Compact fuse support

Method and apparatus for mounting fuses in switchgear and similar electrical isolation equipment provide a nonconductive fuse support that allows the fuses to be mounted separately from the transformers. Two such fuse supports may be used to support a fuse, one fuse support for each fuse terminal. Each fuse support may support two fuse terminals so dual fuses may be supported by the same pair of fuse supports. The fuse supports substantially surround the fuse terminals to provide an insulating barrier that helps prevent electrical discharge and also ensure sufficient spacing between the fuse terminals and ground or other conductors in the switchgear. Such an arrangement allows the fuses and transformers to fit within a reduced space in the switchgear and similar electrical isolation equipment while complying with industry-standard performance requirements. The fuse supports are preferably noncontiguous, thereby leaving the nonconductive portion of the fuse physically unsurrounded.

FIELD OF THE INVENTION

The disclosed embodiments relate generally to switchgear and similar electrical isolation equipment, and particularly to methods and apparatuses for reducing the amount of space required to mount fuses and similar current-limiting devices in such isolation equipment.

BACKGROUND OF THE INVENTION

Switchgear and similar electrical isolation equipment are highly regulated by industry standards (e.g., IEEE, ANSI, etc.). Among other things, these standards require line-side (upstream) current-limiting fuses for voltage transformers (“VT”) used as sensors to monitor the condition and quality of power in medium voltage switchgear. Such fuses frequently resemble a tube having conductive terminals on each end and are typically mounted directly onto the voltage transformers in the switchgear cabinet. The industry standards also define the minimum clearance or spacing required in the absence of substantiating test documentation between exposed portions of adjacent conductors, such as adjacent electrical power buses, as well as from those conductors to ground for various voltage levels. The clearances are described in terms of direct or “strike” distances and linear surface or “tracking” distances.

Direct mounting of fuses onto the voltage transformers requires space in the switchgear. However, customer preferences for smaller and less expensive switchgear continue to push manufacturers toward ever smaller switchgear. As an example, for mature switchgear like the Masterclad™ series of medium voltage metal-clad switchgear from Schneider Electric USA, Inc., the voltage transformers and tubular fuses reside within a compartment that measures roughly 36 inches wide by 42 inches tall. On the other hand, smaller switchgear like the HVL/cb™ series of metal-enclosed switchgear from Schneider Electric USA require the voltage transformer and tubular fuse to fit within a compartment that is about half the size. This makes it difficult, if not impractical, to mount fuses directly onto voltage transformer in small footprint switchgears.

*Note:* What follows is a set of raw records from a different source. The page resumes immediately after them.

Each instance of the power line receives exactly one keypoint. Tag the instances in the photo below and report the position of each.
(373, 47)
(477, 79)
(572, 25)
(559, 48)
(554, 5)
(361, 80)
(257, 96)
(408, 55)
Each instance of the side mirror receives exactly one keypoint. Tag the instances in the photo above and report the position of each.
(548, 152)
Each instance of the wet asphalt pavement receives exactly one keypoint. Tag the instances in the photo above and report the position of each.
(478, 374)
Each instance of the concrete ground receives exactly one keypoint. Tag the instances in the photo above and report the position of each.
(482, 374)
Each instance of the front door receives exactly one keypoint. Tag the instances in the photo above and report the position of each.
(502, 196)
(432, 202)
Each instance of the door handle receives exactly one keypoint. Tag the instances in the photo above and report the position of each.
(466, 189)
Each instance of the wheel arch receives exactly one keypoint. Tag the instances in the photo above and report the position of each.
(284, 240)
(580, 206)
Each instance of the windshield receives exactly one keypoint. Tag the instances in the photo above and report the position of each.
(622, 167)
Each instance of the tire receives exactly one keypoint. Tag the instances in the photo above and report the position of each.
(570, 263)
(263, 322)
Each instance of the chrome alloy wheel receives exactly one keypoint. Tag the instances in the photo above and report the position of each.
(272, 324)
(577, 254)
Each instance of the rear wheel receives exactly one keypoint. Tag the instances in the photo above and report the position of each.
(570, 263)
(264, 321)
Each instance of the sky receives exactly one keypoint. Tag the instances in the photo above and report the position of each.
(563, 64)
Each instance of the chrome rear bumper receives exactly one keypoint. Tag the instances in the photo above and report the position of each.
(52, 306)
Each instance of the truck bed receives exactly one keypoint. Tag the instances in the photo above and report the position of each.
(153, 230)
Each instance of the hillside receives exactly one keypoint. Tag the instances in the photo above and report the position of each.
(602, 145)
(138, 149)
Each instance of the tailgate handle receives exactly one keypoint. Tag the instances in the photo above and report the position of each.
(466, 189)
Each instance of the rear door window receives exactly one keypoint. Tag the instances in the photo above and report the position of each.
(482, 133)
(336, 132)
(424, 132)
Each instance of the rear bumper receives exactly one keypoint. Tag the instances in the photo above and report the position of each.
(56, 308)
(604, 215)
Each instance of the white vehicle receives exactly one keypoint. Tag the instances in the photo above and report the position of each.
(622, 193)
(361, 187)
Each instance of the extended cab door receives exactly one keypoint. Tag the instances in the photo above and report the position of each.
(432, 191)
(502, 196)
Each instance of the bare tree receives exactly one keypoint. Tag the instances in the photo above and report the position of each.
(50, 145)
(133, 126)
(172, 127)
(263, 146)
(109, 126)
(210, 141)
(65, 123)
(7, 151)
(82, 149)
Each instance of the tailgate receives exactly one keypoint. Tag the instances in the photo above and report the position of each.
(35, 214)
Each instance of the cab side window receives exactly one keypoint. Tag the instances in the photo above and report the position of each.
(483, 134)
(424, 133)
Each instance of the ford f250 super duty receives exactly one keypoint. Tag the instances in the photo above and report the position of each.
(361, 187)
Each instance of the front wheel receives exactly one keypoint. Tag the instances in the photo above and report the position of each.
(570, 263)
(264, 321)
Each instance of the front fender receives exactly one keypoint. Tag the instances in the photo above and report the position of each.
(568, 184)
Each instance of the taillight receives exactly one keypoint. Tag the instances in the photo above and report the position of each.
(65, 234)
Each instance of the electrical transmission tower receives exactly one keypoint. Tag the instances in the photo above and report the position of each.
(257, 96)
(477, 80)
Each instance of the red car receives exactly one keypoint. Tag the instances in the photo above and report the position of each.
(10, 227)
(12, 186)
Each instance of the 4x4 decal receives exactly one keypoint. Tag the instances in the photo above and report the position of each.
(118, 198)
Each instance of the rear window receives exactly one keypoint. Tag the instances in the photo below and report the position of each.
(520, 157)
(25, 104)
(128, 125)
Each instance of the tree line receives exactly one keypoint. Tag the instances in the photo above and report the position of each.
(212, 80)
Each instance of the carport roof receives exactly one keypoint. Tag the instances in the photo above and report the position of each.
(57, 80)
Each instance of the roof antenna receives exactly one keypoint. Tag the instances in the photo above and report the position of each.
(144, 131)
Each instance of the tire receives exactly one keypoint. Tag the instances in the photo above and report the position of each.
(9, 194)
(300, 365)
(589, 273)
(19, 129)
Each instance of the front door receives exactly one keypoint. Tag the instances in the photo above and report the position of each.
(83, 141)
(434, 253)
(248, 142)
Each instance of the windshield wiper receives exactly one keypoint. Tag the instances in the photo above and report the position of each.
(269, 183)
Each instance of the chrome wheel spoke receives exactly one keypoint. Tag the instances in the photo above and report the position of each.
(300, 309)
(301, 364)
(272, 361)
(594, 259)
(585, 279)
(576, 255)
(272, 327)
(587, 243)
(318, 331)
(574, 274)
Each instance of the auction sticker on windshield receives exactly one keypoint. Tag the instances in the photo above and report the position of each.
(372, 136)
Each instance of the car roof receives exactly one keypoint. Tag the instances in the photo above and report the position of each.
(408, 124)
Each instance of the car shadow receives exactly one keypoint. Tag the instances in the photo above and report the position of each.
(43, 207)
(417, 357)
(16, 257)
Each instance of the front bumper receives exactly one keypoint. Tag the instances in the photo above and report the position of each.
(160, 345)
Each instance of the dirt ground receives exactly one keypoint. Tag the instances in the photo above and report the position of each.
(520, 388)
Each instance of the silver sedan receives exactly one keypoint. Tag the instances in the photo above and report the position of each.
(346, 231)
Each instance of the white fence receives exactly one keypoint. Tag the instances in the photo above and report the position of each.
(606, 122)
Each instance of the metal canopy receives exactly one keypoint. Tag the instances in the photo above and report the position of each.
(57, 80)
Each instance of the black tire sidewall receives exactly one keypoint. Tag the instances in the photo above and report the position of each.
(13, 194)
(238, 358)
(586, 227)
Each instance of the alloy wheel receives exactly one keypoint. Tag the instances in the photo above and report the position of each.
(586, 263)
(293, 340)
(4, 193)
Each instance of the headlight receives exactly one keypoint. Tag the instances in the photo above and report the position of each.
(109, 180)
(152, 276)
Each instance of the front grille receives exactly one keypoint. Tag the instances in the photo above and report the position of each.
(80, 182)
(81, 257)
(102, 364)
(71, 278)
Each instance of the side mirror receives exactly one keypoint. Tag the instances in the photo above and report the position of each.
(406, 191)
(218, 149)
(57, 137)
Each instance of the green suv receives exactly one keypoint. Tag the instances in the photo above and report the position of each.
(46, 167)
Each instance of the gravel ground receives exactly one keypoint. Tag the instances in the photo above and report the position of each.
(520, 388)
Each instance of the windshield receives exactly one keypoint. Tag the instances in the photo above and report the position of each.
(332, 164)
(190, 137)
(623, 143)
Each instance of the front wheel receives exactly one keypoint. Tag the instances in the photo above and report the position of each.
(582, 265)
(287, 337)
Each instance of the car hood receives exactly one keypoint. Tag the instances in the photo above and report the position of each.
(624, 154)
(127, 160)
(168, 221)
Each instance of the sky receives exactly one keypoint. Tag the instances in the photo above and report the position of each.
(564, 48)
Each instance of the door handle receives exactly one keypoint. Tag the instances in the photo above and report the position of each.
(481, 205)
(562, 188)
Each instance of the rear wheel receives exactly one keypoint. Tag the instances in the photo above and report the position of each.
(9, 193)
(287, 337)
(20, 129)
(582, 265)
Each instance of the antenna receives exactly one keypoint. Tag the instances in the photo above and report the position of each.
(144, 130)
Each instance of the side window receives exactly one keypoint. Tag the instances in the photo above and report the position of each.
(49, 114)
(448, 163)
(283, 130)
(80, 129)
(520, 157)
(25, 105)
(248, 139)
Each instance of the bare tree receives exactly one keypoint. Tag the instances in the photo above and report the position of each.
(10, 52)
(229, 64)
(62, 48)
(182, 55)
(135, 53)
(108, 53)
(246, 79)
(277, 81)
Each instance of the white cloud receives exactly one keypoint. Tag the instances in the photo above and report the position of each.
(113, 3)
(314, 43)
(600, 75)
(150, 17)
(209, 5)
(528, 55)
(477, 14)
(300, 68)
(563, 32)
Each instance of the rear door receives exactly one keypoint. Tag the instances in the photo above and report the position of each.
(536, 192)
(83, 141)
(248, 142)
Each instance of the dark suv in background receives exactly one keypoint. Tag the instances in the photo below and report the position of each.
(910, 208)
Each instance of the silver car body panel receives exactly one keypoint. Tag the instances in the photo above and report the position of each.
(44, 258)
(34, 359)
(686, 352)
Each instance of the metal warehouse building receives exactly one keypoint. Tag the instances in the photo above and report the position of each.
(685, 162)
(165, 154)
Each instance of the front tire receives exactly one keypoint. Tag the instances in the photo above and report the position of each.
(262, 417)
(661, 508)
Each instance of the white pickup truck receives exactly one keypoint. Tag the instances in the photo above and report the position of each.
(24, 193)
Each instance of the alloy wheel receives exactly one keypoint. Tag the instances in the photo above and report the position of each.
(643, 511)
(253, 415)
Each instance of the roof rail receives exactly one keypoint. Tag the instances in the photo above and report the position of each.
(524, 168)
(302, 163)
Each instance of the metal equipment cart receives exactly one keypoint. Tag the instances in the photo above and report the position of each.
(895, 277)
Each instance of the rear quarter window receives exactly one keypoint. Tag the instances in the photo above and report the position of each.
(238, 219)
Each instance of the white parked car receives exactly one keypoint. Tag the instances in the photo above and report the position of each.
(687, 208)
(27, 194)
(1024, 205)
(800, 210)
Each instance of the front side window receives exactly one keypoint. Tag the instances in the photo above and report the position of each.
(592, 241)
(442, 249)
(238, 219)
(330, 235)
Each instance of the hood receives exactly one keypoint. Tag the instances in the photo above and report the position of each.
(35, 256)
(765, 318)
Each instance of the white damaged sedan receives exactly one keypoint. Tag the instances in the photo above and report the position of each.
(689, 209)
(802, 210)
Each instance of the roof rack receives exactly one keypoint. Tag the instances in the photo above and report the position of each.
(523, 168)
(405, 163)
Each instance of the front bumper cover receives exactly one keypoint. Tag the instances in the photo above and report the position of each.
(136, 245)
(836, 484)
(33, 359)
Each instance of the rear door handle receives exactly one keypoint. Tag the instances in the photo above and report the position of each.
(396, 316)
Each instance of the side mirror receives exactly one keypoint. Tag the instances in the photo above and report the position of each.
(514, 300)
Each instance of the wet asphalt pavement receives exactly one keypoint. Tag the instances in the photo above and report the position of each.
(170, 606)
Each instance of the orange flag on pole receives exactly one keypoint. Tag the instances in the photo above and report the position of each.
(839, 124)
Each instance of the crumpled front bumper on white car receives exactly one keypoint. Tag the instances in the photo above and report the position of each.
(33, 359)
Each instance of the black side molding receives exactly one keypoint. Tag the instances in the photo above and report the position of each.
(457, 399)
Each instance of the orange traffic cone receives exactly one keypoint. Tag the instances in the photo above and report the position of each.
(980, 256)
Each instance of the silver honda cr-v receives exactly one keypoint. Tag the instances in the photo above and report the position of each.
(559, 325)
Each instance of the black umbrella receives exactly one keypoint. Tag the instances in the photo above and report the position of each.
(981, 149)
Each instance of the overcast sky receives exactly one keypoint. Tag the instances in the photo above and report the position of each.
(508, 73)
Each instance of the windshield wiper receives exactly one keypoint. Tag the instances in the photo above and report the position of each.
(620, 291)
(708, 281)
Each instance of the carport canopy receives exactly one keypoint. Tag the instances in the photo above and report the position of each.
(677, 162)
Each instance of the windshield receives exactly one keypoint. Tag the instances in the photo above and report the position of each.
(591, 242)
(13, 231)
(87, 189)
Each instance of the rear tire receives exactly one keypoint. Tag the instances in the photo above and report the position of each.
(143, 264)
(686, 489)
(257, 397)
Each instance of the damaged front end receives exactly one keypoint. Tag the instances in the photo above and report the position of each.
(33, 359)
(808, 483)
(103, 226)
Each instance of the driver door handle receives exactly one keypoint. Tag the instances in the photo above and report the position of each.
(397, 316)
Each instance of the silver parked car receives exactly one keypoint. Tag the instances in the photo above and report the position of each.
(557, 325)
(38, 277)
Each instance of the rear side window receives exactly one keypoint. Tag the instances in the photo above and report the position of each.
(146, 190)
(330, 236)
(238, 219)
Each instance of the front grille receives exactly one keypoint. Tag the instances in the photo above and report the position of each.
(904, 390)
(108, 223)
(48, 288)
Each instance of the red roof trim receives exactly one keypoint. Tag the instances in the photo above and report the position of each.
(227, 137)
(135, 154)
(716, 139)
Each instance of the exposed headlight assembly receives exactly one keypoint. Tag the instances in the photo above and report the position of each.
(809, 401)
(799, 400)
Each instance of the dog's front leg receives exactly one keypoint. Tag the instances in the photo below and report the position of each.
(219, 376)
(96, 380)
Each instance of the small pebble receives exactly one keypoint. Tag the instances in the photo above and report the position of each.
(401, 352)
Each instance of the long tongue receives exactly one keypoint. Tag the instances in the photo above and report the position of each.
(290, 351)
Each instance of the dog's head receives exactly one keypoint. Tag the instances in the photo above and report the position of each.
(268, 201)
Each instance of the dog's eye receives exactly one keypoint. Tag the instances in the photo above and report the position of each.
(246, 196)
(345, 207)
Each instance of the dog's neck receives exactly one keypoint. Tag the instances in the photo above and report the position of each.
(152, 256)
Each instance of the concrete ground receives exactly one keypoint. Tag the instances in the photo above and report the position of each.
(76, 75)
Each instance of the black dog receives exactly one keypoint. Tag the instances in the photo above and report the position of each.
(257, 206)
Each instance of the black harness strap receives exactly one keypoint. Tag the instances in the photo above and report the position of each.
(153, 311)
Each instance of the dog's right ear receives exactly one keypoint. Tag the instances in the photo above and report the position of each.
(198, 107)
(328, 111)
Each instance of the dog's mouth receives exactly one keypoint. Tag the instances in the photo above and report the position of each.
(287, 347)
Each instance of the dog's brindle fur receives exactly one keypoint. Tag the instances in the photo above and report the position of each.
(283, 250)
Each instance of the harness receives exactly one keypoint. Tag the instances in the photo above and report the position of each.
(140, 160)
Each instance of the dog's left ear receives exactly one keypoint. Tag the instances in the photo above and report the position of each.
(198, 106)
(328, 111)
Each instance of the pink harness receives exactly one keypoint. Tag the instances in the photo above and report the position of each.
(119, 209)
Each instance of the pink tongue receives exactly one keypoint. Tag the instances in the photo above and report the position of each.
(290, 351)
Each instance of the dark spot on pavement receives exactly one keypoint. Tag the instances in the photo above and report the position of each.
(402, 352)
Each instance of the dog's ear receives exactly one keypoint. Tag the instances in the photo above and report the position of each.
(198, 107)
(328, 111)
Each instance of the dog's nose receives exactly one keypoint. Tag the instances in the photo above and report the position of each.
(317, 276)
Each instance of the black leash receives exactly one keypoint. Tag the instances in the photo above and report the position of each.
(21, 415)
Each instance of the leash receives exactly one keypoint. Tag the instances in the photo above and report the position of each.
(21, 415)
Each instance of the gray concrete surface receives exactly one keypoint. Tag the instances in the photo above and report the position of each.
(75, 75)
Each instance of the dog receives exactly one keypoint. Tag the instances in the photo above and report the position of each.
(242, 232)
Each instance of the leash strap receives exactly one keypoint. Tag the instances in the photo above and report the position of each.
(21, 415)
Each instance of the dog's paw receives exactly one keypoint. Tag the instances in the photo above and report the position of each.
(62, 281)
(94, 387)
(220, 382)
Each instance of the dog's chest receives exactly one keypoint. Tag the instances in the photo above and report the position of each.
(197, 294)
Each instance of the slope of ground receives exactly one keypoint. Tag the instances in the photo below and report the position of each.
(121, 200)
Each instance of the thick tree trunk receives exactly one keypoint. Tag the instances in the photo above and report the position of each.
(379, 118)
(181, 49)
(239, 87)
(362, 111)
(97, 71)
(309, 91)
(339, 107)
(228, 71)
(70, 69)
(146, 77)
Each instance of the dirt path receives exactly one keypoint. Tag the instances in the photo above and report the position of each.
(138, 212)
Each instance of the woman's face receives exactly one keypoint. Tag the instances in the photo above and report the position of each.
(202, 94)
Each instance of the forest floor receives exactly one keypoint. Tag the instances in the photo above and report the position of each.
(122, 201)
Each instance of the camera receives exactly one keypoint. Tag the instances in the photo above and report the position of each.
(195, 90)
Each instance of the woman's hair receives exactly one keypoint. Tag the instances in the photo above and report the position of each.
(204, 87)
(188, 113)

Similar challenges exist for other types of transformers in small footprint switchgears. For example, control power for breaker controls (e.g., relays, controllers, etc.) is often derived from the medium voltage switchgear primary circuit. The devices that convert power from the switchgear are commonly called control power transformers (“CPT”) and are generally larger than voltage transformers. As a result, it is especially difficult to mount fuses directly onto CPTs in small footprint switchgears. The above difficulty is compounded by the imperative also to comply with industry-standard clearance or performance requirements.

Thus, a need exists for a way to mount transformer fuses in small footprint switchgear and similar electrical isolation equipment where the space allocated for the fuses and transformers is limited while also complying with industry-standard performance requirements.

SUMMARY OF THE DISCLOSED EMBODIMENTS

The embodiments disclosed herein are directed to a method and apparatus for mounting fuses that protect transformers in switchgear and similar electrical isolation equipment. The method and apparatus provide a nonconductive fuse support that allows the tubular fuses to be mounted separately from, instead of directly on, the transformers. Two such fuse supports may be used to support a fuse, each fuse support supporting one fuse terminal. Alternatively, each fuse support may support two fuse terminals so dual fuses may be supported by the same pair of fuse supports. The fuse supports substantially surround the fuse terminals to provide an insulating barrier that helps prevent electrical discharge and also ensure sufficient spacing between the fuse terminals and ground or other conductors in the switchgear. Such an arrangement allows the fuses and transformers to fit within a reduced space in the switchgear and similar electrical isolation equipment while complying with industry-standard performance requirements.

In some embodiments, each nonconductive fuse support includes an open-ended housing made of a plastic or similar nonconductive material having a top wall, a bottom wall, and two side walls that form a generally rectangular tube. The housing has an elongated, generally cylindrical support structure also made of plastic or similar nonconductive material extending away from an exterior surface of the bottom wall substantially perpendicularly thereto. The elongated support structure helps keep the housing and the fuse terminal therein separated from any live or grounded components, such as a panel or wall in the switchgear, by a predefined strike distance when the fuse support is installed in the switchgear.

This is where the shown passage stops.